En kötüsü de bu haldeyken vicdanın sürekli gelip kapıyı vurup bak şunları yaptın hatırlıyor musun? Diye kendisini rahatsız etmesiydi. Son üç haftadır hayatın vücudundan yavaşça çıkıp gittiğini ve gücünün tükendiğini hissediyordu. Diğer yaşama geçiş çok yakındı ve bundan korkmuyordu. Sadece yaptıklarının ve kararlarının verdiği boğucu baskıyı içinde hissediyor ve bunun yok olmasını hissediyordu. Hiçbir zaman tam olarak Allaha inanmamıştı ama Müslüman bir aileden geliyordu. İbadetler ona hep uzaktı ve hiç yapmamıştı. Ramazanda oruç tutmak ve kurban kesmek dışında diğer ibadetler ona göre değildi. Bu anın geleceğini bildiği için sürekli not tutmuş ve bu notları karısından bile saklamıştı.
Şimdi bu notların emin ellere teslim olması gerekiyor ve bu notların herkese anlatılmasıyla üzerindeki vicdan yükünün kalkacağını düşünüyordu. Bir nevi yaptıklarından pişman olduğunu herkese açıklamak istiyordu. Gerçekleri bilmeyen bir nesli uyandırıp onların aldıkları zehirden arınmalarını sağlayarak vicdanını bir an olsun rahatlatabilirdi. Yattığı yatak bir ranzaydı En küçük kızı Neslihan’ın oğlu ile küçük kızının odasıydı burası. Alt kısımda minik Yaren ve üstte ondan 11 yaş büyük abisi Serhan. Koyu ceviz ağacından yapılmış sağlam ranzayı kendisinin marangoz olduğu zamanda yapıp kızına verdiğini hatırladı. Acaba yapmadığı meslek kalmış mıydı? Teşkilatta girmek için yarım bıraktığı orta tahsilini teşkilattan çıktıktan sonra tamamlamamış ve Berberlik, Marangozluk, Sıhhi Tesisatçılık, Trikoculuk, Terzilik ve en son bir tanıdığı vasıtasıyla girdiği İstanbul Belediyesi Temizlik işleri bölümünde çöp kamyonlarının ekipler amirliği.

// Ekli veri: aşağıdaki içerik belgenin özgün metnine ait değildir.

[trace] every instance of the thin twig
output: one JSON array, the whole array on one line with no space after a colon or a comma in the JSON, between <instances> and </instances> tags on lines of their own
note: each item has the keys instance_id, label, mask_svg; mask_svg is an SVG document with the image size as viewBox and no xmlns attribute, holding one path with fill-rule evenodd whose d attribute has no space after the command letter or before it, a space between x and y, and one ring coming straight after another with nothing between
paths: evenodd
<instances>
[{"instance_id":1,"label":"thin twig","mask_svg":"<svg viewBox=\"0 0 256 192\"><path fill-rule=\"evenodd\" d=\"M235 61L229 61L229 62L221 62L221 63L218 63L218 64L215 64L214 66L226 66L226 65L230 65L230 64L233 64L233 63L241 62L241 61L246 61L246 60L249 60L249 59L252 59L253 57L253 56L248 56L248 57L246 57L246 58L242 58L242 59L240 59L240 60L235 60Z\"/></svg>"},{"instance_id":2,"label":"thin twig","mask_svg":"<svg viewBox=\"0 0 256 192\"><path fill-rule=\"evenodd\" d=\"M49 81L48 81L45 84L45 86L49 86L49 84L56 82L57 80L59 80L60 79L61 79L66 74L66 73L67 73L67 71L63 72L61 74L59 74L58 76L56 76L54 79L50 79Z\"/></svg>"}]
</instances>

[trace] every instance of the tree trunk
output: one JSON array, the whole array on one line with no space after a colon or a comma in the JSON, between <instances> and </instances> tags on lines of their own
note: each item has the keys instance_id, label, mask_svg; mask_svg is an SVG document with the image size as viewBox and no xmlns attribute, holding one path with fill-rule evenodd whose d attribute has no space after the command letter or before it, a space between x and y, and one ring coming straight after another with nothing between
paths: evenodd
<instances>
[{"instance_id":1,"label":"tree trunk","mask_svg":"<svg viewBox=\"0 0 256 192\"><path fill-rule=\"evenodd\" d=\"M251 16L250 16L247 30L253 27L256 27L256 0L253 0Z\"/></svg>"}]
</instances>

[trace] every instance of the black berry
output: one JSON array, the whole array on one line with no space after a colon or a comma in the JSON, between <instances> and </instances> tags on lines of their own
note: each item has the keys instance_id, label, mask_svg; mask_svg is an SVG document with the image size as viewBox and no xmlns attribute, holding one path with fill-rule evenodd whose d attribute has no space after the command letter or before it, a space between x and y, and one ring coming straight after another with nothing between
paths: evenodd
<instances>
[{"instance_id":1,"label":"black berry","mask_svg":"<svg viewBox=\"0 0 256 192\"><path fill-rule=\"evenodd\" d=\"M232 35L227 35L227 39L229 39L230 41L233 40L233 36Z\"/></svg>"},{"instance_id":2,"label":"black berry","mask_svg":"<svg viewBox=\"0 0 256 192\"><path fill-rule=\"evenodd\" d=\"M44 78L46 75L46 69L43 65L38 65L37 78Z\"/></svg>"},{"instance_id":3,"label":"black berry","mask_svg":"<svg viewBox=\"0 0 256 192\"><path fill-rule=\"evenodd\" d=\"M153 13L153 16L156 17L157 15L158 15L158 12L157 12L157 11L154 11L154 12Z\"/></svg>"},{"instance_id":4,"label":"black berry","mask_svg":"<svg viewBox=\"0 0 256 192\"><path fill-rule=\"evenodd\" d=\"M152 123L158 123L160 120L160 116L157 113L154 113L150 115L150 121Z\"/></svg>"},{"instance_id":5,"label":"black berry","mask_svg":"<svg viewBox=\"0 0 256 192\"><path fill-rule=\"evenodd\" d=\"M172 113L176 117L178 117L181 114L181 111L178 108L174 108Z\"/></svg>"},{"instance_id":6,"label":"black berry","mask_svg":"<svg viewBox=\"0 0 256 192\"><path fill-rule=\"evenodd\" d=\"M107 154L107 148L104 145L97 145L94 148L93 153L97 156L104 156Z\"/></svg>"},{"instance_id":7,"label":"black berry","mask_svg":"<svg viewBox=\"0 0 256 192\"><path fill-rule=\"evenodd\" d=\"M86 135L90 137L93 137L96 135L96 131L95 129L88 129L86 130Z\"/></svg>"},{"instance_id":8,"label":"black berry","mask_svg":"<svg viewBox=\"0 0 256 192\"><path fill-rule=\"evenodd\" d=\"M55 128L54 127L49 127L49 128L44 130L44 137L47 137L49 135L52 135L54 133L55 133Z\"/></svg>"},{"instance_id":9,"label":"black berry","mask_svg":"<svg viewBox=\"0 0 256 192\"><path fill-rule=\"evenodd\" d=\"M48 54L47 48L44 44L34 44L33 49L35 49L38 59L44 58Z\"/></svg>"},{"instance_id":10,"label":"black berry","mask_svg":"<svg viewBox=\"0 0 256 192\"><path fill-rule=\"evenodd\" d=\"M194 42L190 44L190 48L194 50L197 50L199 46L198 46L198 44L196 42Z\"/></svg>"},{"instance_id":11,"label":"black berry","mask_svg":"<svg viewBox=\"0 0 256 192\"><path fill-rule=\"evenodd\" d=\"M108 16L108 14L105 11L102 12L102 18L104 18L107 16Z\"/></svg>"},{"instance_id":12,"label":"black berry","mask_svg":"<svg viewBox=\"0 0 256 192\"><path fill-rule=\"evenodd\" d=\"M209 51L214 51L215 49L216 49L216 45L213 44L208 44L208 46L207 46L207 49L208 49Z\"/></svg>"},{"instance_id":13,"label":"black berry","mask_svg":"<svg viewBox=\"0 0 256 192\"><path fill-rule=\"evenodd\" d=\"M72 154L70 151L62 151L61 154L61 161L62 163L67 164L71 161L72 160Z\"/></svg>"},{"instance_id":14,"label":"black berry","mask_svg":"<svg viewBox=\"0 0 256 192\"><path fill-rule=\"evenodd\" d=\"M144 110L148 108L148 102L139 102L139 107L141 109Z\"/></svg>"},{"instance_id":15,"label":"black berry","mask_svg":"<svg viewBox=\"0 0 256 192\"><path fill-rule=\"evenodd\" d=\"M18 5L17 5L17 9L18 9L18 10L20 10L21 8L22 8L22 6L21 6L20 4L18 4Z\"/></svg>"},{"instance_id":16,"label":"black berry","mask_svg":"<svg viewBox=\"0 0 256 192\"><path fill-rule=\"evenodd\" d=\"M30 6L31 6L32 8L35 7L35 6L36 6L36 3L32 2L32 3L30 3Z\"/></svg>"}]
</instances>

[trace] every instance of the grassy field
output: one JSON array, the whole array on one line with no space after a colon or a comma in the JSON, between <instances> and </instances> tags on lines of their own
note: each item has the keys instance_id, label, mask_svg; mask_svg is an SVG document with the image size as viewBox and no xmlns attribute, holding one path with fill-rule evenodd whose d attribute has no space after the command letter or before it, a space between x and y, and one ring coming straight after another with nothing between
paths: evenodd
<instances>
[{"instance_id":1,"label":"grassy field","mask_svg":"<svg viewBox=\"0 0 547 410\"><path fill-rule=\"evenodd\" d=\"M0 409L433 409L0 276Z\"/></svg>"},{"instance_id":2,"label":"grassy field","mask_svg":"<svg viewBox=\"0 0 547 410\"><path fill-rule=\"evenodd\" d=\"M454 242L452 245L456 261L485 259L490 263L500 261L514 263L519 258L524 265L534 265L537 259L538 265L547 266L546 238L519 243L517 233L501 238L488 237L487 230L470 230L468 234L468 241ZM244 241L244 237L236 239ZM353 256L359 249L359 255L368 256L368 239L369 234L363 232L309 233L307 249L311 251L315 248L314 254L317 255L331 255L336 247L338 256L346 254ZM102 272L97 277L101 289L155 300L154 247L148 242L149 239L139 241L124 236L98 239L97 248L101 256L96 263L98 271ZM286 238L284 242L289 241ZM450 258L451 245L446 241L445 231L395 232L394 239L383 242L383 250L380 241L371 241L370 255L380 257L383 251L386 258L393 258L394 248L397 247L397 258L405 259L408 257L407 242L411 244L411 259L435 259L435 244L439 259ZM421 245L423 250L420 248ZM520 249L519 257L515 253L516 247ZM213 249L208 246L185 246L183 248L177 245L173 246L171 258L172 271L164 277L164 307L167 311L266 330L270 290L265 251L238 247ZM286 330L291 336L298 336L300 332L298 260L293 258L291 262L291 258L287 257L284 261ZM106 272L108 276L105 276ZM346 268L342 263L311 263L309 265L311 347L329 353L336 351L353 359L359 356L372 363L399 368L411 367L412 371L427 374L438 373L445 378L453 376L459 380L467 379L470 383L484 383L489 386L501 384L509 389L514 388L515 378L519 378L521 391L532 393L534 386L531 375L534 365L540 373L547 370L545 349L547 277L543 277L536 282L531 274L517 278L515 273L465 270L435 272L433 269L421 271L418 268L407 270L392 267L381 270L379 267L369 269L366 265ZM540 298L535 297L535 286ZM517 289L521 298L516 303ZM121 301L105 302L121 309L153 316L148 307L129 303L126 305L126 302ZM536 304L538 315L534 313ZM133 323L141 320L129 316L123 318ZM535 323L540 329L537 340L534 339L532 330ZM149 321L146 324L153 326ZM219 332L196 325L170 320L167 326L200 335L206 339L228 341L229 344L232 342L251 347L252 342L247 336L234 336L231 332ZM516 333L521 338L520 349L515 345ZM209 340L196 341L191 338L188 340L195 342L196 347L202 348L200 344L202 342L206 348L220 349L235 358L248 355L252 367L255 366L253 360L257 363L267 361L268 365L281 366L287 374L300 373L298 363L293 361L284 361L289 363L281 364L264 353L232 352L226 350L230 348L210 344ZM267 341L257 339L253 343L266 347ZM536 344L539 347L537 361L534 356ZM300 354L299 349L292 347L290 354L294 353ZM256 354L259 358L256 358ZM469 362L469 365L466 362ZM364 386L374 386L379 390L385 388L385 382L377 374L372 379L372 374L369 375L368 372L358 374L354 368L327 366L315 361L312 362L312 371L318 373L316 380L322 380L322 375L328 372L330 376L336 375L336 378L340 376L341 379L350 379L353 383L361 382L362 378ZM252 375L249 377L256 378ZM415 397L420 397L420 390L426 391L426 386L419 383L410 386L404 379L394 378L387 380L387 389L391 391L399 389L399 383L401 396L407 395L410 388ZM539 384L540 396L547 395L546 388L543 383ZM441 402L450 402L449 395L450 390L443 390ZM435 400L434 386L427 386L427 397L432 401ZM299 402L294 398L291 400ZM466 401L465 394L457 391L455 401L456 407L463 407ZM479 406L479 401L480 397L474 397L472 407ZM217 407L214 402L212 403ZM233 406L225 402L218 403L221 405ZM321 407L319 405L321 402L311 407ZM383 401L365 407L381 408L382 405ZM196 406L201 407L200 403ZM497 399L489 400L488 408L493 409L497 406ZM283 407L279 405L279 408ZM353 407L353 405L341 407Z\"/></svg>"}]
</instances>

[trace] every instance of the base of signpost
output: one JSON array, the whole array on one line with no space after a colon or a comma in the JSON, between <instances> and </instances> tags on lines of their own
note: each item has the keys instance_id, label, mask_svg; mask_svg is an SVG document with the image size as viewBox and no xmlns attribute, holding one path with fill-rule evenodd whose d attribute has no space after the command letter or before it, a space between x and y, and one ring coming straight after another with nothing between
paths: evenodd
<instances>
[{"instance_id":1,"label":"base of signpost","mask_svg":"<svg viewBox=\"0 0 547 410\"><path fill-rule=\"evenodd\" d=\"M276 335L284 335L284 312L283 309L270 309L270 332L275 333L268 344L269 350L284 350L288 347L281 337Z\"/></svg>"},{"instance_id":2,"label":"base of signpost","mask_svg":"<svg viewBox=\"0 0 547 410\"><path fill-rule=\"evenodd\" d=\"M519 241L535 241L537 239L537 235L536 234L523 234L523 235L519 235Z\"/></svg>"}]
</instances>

1887 doğumluydu ve II.Abdülhamid’in iktidar yıllarıydı. Her şeyin hızla değiştiği ve imparatorluğun kimilerine göre direndiği kimilerine göre iç düşmanlarla çözüldüğü yıllardı. Ülkede bir fetret devri dönemi daha yaşanıyordu. Güçlü devletler kendilerinden daha güçsüz devletleri masa üzerinde bölüşüyor ve bu bölüşme için gerekli olan toplumsal kargaşayı bu ülkelerin içinde kurdukları çeşitli fikir cemiyetleri ile sağlıyordu. Bu cemiyetler genç neslin ilgisini çekiyor ve genelde sorunları olan birçok genç bu cemiyetlerde sorumluluklar alarak enerjilerini çeşitli siyasi meselelerle ilgilenerek harcıyorlar ve bu tip çıkar odaklarının oyuncağı oluyorlardı. Birden hüzünlendi. Kendiside bu oyunun oyuncağı olmuştu. Yıllardır biliyordu bunu ama bir türlü kendine ifade edemiyordu.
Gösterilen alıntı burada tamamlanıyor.